Sapere per potere, questa fu sempre la mia idea.
Essere capace di rappresentare i costumi, le idee, l’aspetto della mia epoca, secondo il mio modo di vedere; essere non solo un pittore ma un uomo; in una parola fare dell’arte viva, questo è il mio scopo.
Gustave, uomo libero
Gustave si è sempre dichiarato libero. Lo ha detto in una delle frasi più famose della Storia dell’Arte: appartengo solo alla libertà.
La rivoluzione da lui introdotta nell’arte della pittura non si limitò a una scelta di temi tratti dalla vita quotidiana; egli vi aggiunse una tecnica nuova.
Erede del realismo di Géricault, non ne praticò la maniera focosa: il suo tocco, massiccio e solido, ricorda la fatica dell’operaio e conferisce alla sua pittura una presenza concreta.
Scambiò coi suoi contemporanei, che frequentò assiduamente (Corot, i pittori di Barbizon, Boudin, più tardi Manet, Jongkind e Whistler), le nozioni luministiche che aprirono la via all’impressionismo; ma in Francia il suo influsso si limitò a un rinnovamento della visione e delle fonti d’ispirazione.
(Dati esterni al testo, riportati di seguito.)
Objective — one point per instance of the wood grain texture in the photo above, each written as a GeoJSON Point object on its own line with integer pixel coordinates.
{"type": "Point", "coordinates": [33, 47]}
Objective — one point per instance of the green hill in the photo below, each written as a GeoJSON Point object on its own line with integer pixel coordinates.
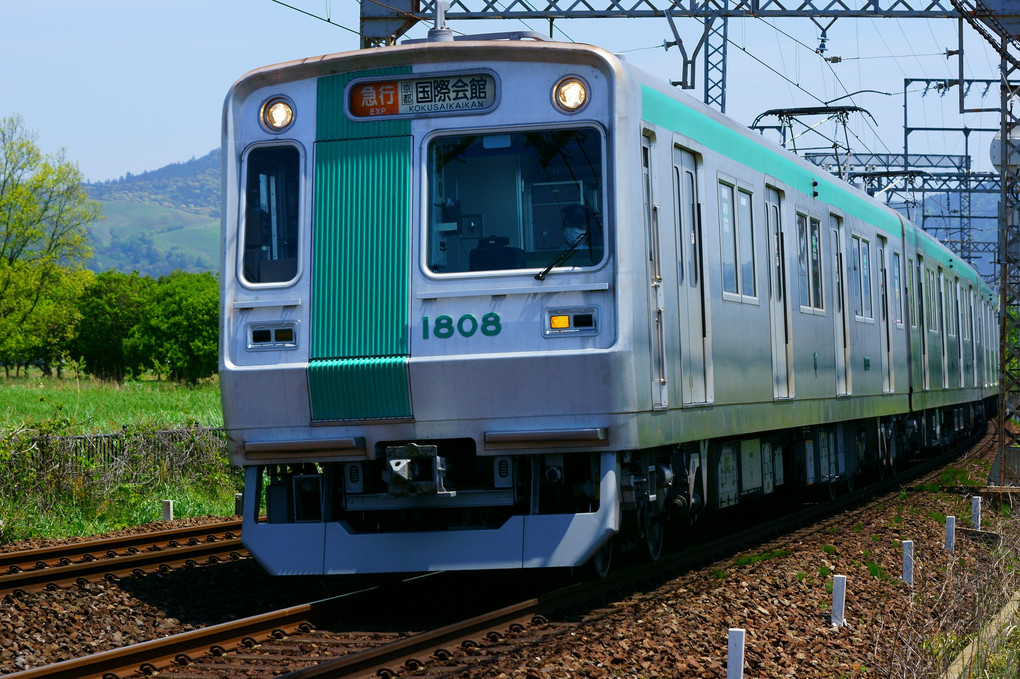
{"type": "Point", "coordinates": [159, 221]}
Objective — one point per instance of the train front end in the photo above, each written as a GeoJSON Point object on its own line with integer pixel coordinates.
{"type": "Point", "coordinates": [419, 313]}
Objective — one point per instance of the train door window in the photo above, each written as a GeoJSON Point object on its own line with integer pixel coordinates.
{"type": "Point", "coordinates": [931, 301]}
{"type": "Point", "coordinates": [746, 244]}
{"type": "Point", "coordinates": [911, 294]}
{"type": "Point", "coordinates": [897, 297]}
{"type": "Point", "coordinates": [694, 246]}
{"type": "Point", "coordinates": [517, 200]}
{"type": "Point", "coordinates": [269, 244]}
{"type": "Point", "coordinates": [728, 236]}
{"type": "Point", "coordinates": [950, 313]}
{"type": "Point", "coordinates": [809, 261]}
{"type": "Point", "coordinates": [736, 229]}
{"type": "Point", "coordinates": [861, 277]}
{"type": "Point", "coordinates": [968, 322]}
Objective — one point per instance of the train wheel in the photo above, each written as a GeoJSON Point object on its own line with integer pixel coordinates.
{"type": "Point", "coordinates": [603, 559]}
{"type": "Point", "coordinates": [655, 536]}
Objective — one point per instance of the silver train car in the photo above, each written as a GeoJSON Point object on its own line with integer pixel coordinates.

La sua arte energica non ebbe successori diretti in patria. L’opera che vi presento racchiude tutta la libertà di questo artista rivoluzionario: è un suo celebre e sorprendente autoritratto. Il meglio dei suoi primi anni
è proprio nei ritratti, effigi dei parenti e soprattutto autoritratti, la cui prestigiosa galleria scandì la sua carriera.
Uomo disperato-autoritratto
Gustave in questo dipinto ha venticinque anni e si guarda allo specchio. Vede un volto disperato e si dipinge così. Con ferocia autentica e con una punta di autoironia. Si mette le mani tra i capelli, sbarra gli occhi. Ha le guance rosse. Socchiude la bocca, mostra il collo, le vene e i tendini dei polsi da pittore e ci appare tutto scompigliato.
La libertà di Gustave esce fuori in ogni particolare di quest’opera: dalle ciocche scompigliate, alla bocca rossa, dai baffi e dalla barba che cresce disordinata sulle guance giovani, alle mani nervose dentro la camicia tutta sgualcita. È la rappresentazione di un giovane e bell’uomo, un’artista in pieno tumulto che sceglie volontariamente di ritrarsi fuori dalle pose consuete. E la disperazione sembra quella di chi non sa se sarà capace di guardare alla realtà ed essere in grado di fermarla sulla tela tenendo a bada tutto il caos creativo dentro di sé. Una disperazione creativa forse che tutti gli artisti ritrovano davanti ad una tela o a un foglio bianco.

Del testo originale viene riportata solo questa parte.